The Benefits of Journaling
Journaling has been used to help stress, anxiety, eating disorders, bipolar disorder, depression, addiction, ADD/ADHD, even Schizophrenia. And in general, it’s helped millions achieve an added satisfaction to life, and given history’s greatest thinkers a voice to resonate throughout the ages.
We encourage you to write with a pen (or pencil) and paper, as opposed to a laptop or phone. For one, a book of blank pages doesn’t buzz with annoying notifications every thirty seconds. And research suggests that writing by hand actually helps you to retain information. Granted that has to do with note taking during class, but in a sense, journaling is almost like note taking for your soul, like listening to yourself and taking down what you’re feeling.
As the University of Rochester Health Encyclopedia put it, “When you have a problem and you’re stressed, keeping a journal can help you identify what’s causing that stress or anxiety. Then, once you’ve identified your stressors, you can work on a plan to resolve the problems and, in turn, reduce stress.”

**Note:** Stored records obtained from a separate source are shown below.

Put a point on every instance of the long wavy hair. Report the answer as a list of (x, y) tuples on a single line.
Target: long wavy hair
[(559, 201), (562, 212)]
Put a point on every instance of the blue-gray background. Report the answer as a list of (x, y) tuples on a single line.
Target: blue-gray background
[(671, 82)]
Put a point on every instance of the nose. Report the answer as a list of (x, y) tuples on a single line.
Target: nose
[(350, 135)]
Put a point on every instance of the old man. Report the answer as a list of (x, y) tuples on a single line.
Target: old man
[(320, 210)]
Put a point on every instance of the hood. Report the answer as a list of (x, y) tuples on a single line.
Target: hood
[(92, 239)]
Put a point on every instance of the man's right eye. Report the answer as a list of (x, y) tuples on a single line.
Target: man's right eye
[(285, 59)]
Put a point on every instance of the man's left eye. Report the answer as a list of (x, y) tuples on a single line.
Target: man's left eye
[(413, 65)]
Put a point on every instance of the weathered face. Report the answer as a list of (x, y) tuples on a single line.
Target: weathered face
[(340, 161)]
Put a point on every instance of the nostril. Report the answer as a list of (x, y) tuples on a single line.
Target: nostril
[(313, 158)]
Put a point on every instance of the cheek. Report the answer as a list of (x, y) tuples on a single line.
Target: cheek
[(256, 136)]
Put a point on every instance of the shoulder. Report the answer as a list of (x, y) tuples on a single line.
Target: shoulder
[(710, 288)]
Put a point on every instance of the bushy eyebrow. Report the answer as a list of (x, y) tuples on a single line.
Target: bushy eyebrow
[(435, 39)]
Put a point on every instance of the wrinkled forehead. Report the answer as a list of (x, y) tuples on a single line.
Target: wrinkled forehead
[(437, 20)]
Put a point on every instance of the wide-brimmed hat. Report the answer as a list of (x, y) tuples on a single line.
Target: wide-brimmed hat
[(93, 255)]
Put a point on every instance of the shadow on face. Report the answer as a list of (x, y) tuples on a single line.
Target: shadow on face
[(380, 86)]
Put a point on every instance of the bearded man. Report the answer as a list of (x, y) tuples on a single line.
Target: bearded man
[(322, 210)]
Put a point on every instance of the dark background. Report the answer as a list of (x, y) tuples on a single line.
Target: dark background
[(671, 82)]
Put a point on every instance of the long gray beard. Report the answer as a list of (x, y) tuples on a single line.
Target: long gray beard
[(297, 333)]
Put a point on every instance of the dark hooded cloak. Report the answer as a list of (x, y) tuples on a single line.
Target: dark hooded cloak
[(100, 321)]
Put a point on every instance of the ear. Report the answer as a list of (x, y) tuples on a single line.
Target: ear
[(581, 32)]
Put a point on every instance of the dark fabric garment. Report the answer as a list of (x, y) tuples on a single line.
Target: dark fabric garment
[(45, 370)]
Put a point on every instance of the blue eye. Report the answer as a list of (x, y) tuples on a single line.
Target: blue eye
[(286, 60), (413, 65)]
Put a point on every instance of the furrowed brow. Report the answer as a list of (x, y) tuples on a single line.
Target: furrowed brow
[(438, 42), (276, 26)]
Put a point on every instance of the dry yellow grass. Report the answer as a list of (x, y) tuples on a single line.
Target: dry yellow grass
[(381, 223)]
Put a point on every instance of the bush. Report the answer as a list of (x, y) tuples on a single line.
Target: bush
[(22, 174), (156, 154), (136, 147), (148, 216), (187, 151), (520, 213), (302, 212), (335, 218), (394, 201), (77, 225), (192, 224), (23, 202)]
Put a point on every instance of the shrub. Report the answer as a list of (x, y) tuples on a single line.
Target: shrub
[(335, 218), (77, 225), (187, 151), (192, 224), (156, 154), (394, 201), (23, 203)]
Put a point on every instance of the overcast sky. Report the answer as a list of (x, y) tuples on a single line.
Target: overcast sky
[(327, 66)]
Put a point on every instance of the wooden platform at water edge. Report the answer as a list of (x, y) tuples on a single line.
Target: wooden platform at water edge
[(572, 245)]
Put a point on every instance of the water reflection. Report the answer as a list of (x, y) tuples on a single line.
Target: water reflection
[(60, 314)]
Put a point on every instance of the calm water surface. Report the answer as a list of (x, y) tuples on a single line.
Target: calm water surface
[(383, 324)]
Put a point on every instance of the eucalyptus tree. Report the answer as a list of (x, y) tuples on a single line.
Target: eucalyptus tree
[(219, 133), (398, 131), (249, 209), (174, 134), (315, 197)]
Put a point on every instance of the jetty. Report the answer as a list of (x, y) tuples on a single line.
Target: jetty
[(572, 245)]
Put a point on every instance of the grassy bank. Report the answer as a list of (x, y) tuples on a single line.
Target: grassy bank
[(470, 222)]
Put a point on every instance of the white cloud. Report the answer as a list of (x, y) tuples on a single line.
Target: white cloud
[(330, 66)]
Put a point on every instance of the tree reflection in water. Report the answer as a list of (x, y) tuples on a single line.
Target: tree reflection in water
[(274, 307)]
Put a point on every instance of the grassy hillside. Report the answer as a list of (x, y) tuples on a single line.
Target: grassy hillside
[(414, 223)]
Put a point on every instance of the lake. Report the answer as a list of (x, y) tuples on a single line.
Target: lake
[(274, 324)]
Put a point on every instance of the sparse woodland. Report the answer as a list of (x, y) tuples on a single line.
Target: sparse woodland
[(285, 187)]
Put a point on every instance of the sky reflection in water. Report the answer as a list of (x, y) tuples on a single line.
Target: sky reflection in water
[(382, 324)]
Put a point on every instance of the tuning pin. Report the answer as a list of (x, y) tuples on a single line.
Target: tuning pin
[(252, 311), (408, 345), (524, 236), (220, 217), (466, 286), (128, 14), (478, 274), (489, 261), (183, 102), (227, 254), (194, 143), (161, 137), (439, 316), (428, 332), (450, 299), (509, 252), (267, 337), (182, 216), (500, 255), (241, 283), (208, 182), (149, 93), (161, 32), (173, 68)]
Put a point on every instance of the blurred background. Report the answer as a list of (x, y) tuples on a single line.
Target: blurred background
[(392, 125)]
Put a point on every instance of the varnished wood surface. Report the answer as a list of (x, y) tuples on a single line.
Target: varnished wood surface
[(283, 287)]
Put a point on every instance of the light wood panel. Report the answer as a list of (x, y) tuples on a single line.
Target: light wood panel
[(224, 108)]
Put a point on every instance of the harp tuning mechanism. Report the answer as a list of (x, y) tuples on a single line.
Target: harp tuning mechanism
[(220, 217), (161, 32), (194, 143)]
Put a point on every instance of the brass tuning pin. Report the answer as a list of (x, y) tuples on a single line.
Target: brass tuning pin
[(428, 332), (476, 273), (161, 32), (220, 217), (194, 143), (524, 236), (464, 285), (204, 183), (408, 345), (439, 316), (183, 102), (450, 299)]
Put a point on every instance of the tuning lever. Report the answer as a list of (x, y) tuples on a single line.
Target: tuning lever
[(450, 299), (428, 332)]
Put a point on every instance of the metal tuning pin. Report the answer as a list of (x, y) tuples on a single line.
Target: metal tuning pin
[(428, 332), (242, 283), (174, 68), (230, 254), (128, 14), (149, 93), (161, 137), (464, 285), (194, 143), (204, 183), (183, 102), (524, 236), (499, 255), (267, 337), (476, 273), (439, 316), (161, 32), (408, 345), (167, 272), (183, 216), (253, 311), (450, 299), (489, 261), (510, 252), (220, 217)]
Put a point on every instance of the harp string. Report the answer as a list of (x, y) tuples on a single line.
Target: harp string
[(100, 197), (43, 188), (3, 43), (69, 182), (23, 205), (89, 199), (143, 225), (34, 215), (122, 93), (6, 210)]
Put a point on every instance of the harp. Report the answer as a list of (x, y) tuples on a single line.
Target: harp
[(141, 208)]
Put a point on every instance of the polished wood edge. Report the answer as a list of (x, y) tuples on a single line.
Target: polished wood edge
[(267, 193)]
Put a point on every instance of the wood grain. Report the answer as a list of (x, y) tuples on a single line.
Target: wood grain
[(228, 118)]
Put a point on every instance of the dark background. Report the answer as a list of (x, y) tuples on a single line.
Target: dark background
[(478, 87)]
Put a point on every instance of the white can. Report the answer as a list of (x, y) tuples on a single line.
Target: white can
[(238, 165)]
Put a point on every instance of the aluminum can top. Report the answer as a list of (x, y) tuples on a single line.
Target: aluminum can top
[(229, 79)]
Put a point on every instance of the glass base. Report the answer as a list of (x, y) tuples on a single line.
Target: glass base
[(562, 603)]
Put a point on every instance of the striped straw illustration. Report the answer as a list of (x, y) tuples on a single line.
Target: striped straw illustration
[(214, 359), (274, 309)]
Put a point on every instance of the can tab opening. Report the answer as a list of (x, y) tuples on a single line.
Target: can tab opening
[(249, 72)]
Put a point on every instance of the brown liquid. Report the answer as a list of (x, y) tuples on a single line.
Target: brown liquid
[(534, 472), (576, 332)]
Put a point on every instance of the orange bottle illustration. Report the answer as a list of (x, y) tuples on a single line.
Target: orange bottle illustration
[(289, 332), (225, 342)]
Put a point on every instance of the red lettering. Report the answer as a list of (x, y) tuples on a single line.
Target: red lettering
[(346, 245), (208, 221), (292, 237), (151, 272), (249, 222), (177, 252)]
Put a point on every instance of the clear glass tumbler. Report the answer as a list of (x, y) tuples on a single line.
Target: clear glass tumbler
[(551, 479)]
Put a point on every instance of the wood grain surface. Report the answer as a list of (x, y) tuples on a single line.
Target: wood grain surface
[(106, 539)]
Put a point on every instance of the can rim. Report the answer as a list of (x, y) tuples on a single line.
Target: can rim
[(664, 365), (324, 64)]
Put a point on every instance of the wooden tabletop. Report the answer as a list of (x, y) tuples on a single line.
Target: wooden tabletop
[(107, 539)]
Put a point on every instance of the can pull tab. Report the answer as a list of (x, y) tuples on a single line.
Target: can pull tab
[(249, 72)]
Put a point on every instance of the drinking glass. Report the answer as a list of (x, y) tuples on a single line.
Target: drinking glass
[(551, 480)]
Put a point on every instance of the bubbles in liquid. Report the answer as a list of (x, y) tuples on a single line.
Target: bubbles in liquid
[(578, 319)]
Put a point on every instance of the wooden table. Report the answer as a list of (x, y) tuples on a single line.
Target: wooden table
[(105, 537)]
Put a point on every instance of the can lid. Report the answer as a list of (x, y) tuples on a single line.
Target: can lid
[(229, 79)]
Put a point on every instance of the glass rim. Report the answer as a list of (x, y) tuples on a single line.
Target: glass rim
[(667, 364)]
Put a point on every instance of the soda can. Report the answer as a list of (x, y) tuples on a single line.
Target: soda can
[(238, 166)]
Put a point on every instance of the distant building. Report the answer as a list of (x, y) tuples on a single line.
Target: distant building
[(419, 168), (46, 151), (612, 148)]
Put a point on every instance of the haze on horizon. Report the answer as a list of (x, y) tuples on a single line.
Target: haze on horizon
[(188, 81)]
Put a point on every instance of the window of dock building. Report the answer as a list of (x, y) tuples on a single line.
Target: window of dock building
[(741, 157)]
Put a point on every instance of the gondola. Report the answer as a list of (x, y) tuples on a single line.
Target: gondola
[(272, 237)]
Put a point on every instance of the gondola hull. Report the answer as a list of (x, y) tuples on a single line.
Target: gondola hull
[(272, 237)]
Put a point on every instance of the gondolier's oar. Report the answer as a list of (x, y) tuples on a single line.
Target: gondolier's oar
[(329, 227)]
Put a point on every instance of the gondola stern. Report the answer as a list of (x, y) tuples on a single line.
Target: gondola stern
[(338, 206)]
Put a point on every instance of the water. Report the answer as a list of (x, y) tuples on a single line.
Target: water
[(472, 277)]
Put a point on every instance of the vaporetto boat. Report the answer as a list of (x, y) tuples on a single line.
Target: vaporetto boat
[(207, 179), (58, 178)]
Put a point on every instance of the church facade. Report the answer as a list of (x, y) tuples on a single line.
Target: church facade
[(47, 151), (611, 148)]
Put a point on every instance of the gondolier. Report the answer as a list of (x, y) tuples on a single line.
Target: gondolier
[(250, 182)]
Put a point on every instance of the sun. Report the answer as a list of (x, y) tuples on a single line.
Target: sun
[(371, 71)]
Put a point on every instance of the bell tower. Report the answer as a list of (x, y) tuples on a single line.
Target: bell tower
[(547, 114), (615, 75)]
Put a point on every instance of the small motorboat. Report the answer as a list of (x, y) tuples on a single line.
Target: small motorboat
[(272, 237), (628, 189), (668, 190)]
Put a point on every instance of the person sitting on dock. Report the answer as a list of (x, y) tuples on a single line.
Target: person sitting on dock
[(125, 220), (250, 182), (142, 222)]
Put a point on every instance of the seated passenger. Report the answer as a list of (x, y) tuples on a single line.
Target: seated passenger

That’s why journaling is a major pillar of the DiveThru method. Putting your feelings into words helps create a narrative for your emotions and establish reasons and causes for those feelings.
Although we will often give you a writing prompt, we want you to write what feels right in the moment. Write without judgement and let the pen flow. It’s only a matter of time until you write something that takes you by surprise and puts things into a new perspective.
Finally, perhaps the best part of journaling is that it keeps track of your thoughts and feelings throughout time, so you have a record of not only the times you were at your darkest that you pulled through, but also your past successes to celebrate. Looking back at those times can be a way to give yourself the wise perspective of knowing you’ve grown as a human being.